Claudia is standing on the veranda, shielding her eyes from the sun.
‘Isn’t it awful?’ she says. ‘Howard just imported them from Japan.’
‘I’ve got five thousand of them sitting in a warehouse off the M25,’ Howard confirms, delightedly.
Thomas looks at the thing. He tries not to seem aloof, though it disgusts him, disappoints him, this latest proof of Howard’s indiscriminateness. By Christmas, a miniature electric motorbike will have made its inevitable way into the province of childhood desire. He feels, suddenly, that it is Howard’s fault, that he could stop it, if he chose to.
‘What does it run off?’
‘You charge them from a unit that feeds straight out of a domestic plug,’ Howard says. ‘They do twenty miles an hour on the flat.’
‘Can you imagine anything more repulsive?’ Claudia says. ‘The noise alone is enough to drive you out of your senses. And you won’t believe what they cost —’
‘Five hundred, online price,’ Howard says, nudging Thomas in the ribs.
‘You’d have to be sick,’ Claudia says. ‘Don’t you think?’
Tonie is standing with her hands on the rail, looking down at the lawn. She has put her dark glasses on again. Today she is dressed all in black, black trousers and shirt, a black leather jacket.
‘Oh, come on,’ she says, smiling. ‘It looks fun.’
Claudia draws to Tonie’s side, fingers the lapel of her jacket. She does not, Thomas thinks, like to be thought of as anti-fun.
‘Darling, you’re très rock today,’ she says, admiringly. ‘I felt sure you were a disapproving liberal, but now I can see how wrong I was.’
She herself wears old clogs, a poncho, flared corduroy trousers. When Howard met Claudia she was still a student at art college. It is part of the mythology of Claudia and Howard’s life that he carried her off before she could finish her degree. The myth makes it difficult to remember exactly what happened. Claudia has a painting studio at the bottom of the garden, a kind of memorial to her forsaken career. To Thomas her clothes are symbolic too, commemorative, like the uniforms veterans wear on Remembrance Day to remind people of their sacrifices.

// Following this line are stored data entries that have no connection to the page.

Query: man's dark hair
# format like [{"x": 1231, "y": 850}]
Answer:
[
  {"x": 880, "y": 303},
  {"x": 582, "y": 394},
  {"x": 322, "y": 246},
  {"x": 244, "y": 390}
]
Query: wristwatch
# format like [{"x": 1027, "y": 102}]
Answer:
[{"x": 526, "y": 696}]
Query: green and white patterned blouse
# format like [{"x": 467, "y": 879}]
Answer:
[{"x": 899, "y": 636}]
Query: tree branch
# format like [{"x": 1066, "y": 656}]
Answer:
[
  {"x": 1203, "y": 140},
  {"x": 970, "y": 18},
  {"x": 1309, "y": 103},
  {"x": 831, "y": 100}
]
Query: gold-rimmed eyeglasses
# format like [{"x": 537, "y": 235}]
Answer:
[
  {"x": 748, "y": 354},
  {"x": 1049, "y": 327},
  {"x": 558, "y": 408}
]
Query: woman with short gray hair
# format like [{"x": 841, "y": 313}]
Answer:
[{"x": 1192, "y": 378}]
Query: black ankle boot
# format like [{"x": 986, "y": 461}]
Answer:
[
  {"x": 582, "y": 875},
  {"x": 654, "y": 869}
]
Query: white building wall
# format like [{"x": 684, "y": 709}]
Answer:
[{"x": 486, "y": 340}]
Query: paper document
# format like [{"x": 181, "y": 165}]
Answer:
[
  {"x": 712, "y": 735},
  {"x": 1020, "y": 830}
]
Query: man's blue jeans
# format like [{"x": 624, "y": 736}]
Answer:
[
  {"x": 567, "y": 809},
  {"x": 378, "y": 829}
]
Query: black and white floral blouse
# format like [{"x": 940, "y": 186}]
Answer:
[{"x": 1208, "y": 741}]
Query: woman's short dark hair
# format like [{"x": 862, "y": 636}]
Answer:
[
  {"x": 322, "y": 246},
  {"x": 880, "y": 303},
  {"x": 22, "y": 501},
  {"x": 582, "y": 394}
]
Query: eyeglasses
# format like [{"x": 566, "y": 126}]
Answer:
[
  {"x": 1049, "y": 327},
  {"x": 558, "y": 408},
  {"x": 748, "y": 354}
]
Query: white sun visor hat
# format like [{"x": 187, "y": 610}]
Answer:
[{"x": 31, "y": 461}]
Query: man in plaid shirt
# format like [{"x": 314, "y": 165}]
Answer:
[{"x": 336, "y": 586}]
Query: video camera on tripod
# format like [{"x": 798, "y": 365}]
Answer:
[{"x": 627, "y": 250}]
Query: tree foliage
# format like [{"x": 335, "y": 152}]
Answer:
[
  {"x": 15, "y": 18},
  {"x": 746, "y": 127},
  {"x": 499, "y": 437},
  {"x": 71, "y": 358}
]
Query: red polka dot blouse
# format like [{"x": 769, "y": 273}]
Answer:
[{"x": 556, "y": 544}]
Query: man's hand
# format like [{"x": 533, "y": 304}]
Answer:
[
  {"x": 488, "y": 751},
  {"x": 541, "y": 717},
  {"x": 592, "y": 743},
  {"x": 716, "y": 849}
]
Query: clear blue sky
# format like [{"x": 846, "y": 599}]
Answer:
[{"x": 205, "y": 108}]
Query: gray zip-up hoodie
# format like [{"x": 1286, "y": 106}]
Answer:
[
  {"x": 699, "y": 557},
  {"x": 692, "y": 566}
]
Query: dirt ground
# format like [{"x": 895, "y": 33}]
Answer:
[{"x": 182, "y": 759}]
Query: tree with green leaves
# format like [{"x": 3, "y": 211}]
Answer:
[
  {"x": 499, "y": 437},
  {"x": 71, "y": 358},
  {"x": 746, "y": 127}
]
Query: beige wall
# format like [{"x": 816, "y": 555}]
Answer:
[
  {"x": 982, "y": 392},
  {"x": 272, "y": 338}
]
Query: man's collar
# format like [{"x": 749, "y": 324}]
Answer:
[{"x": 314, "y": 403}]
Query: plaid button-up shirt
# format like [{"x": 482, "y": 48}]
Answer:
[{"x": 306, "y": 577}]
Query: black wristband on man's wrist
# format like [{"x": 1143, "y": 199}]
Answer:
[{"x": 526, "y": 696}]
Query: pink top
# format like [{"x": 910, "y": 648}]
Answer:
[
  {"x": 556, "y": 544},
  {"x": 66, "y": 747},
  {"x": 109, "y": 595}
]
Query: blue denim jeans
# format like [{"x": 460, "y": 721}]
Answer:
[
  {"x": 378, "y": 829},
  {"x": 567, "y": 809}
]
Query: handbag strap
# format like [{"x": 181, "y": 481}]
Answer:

‘I approve of everything now,’ Tonie says.
‘What a pleasing thought,’ Claudia says brightly. ‘I grow increasingly bitter. I’m turning to vinegar, like corked wine.’
‘Oh, darling,’ Howard says.
‘The thing is,’ she continues, ‘I just don’t want to believe people will buy them. I don’t want to believe they’re that stupid.’

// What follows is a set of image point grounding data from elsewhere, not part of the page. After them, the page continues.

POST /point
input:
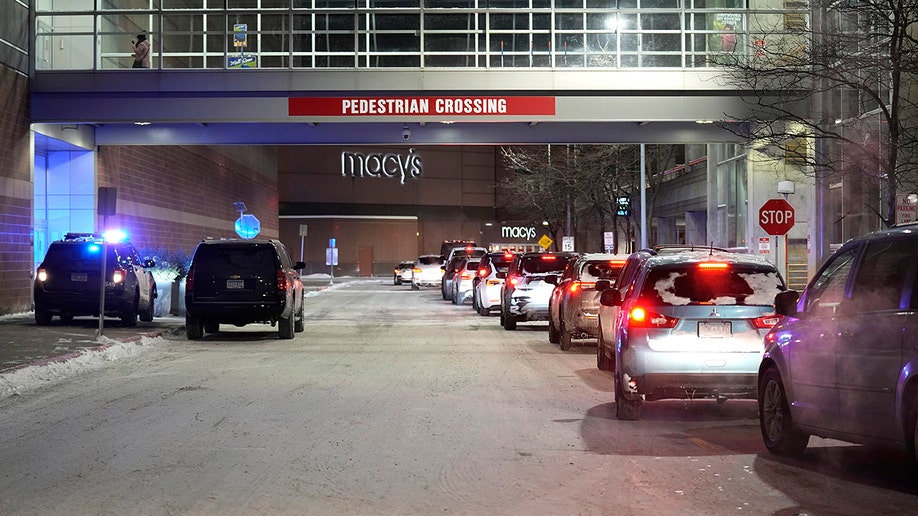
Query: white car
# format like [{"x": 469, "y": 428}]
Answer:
[{"x": 427, "y": 271}]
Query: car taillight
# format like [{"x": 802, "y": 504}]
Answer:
[
  {"x": 641, "y": 318},
  {"x": 766, "y": 321},
  {"x": 281, "y": 280}
]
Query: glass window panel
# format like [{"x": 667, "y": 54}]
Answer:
[
  {"x": 395, "y": 43},
  {"x": 661, "y": 21},
  {"x": 335, "y": 43},
  {"x": 510, "y": 21},
  {"x": 449, "y": 21},
  {"x": 566, "y": 21}
]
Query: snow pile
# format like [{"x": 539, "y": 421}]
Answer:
[{"x": 17, "y": 381}]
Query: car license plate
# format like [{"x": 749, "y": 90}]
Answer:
[{"x": 714, "y": 329}]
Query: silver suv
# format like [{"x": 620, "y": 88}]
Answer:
[
  {"x": 841, "y": 363},
  {"x": 691, "y": 324}
]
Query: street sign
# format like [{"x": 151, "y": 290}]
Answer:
[{"x": 776, "y": 216}]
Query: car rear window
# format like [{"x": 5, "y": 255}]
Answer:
[
  {"x": 600, "y": 269},
  {"x": 544, "y": 264},
  {"x": 218, "y": 258},
  {"x": 693, "y": 285}
]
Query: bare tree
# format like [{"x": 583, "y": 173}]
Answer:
[{"x": 830, "y": 88}]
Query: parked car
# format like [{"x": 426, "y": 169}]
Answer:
[
  {"x": 402, "y": 272},
  {"x": 462, "y": 281},
  {"x": 573, "y": 310},
  {"x": 451, "y": 266},
  {"x": 240, "y": 282},
  {"x": 487, "y": 285},
  {"x": 841, "y": 361},
  {"x": 68, "y": 281},
  {"x": 427, "y": 271},
  {"x": 525, "y": 293},
  {"x": 690, "y": 325}
]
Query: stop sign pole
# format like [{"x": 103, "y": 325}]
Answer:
[{"x": 776, "y": 217}]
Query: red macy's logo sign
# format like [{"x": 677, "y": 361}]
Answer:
[{"x": 420, "y": 106}]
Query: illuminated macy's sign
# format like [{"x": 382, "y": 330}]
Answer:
[{"x": 355, "y": 164}]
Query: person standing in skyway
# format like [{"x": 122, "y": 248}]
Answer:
[{"x": 141, "y": 48}]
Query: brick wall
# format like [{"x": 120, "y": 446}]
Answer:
[
  {"x": 15, "y": 194},
  {"x": 170, "y": 198}
]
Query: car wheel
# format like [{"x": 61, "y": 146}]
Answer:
[
  {"x": 147, "y": 314},
  {"x": 43, "y": 317},
  {"x": 566, "y": 340},
  {"x": 509, "y": 322},
  {"x": 602, "y": 360},
  {"x": 129, "y": 315},
  {"x": 194, "y": 328},
  {"x": 285, "y": 327},
  {"x": 299, "y": 323},
  {"x": 625, "y": 409},
  {"x": 553, "y": 335},
  {"x": 781, "y": 435}
]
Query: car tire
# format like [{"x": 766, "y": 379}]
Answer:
[
  {"x": 625, "y": 409},
  {"x": 147, "y": 314},
  {"x": 194, "y": 328},
  {"x": 285, "y": 327},
  {"x": 43, "y": 317},
  {"x": 603, "y": 363},
  {"x": 299, "y": 323},
  {"x": 565, "y": 338},
  {"x": 129, "y": 315},
  {"x": 553, "y": 335},
  {"x": 509, "y": 322},
  {"x": 779, "y": 432}
]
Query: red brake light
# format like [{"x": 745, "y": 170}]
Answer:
[
  {"x": 641, "y": 318},
  {"x": 766, "y": 321},
  {"x": 281, "y": 280}
]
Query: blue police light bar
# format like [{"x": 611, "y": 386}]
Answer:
[{"x": 114, "y": 236}]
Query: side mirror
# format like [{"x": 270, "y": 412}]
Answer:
[
  {"x": 786, "y": 303},
  {"x": 610, "y": 297}
]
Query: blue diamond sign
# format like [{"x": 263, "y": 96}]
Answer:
[{"x": 247, "y": 226}]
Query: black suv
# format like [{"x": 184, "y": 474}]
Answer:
[
  {"x": 525, "y": 294},
  {"x": 841, "y": 362},
  {"x": 240, "y": 282},
  {"x": 67, "y": 283}
]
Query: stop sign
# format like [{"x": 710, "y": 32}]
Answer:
[{"x": 776, "y": 216}]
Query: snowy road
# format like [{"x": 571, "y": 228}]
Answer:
[{"x": 396, "y": 402}]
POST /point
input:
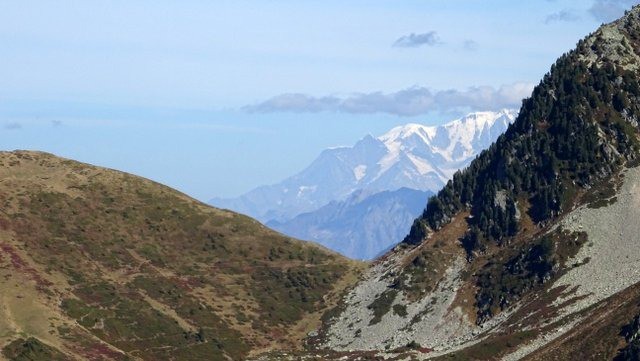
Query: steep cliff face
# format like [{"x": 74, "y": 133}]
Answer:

Howard puts his arm around her, red-faced, smiling beatifically.
‘Let’s bloody hope they are,’ he says.
‘You see?’ Claudia says triumphantly, though it is unclear what they are meant to be seeing.
‘Well,’ Howard says reproachfully, ‘we’ve got to pay the mortgage somehow.’
‘If it were up to me,’ Claudia announces, ‘there wouldn’t be any mortgage.’
Howard looks bemused, as though, unlike everyone else, he has never heard Claudia say such things before. ‘Claude, it is up to you.’
Claudia sighs. ‘Why do we need all this? All this — establishment. Other people don’t need so much. Personally I’d be happy to make do with far less.’ Her gaze wanders over the bulky brick-coloured house, the expansive lawn, the trees in their autumn foliage, the numerous children. She appears to be deciding which parts of it she could dispense with. ‘All I really need is my studio. The way things are, I hardly go in there from one month to the next. I don’t have time.’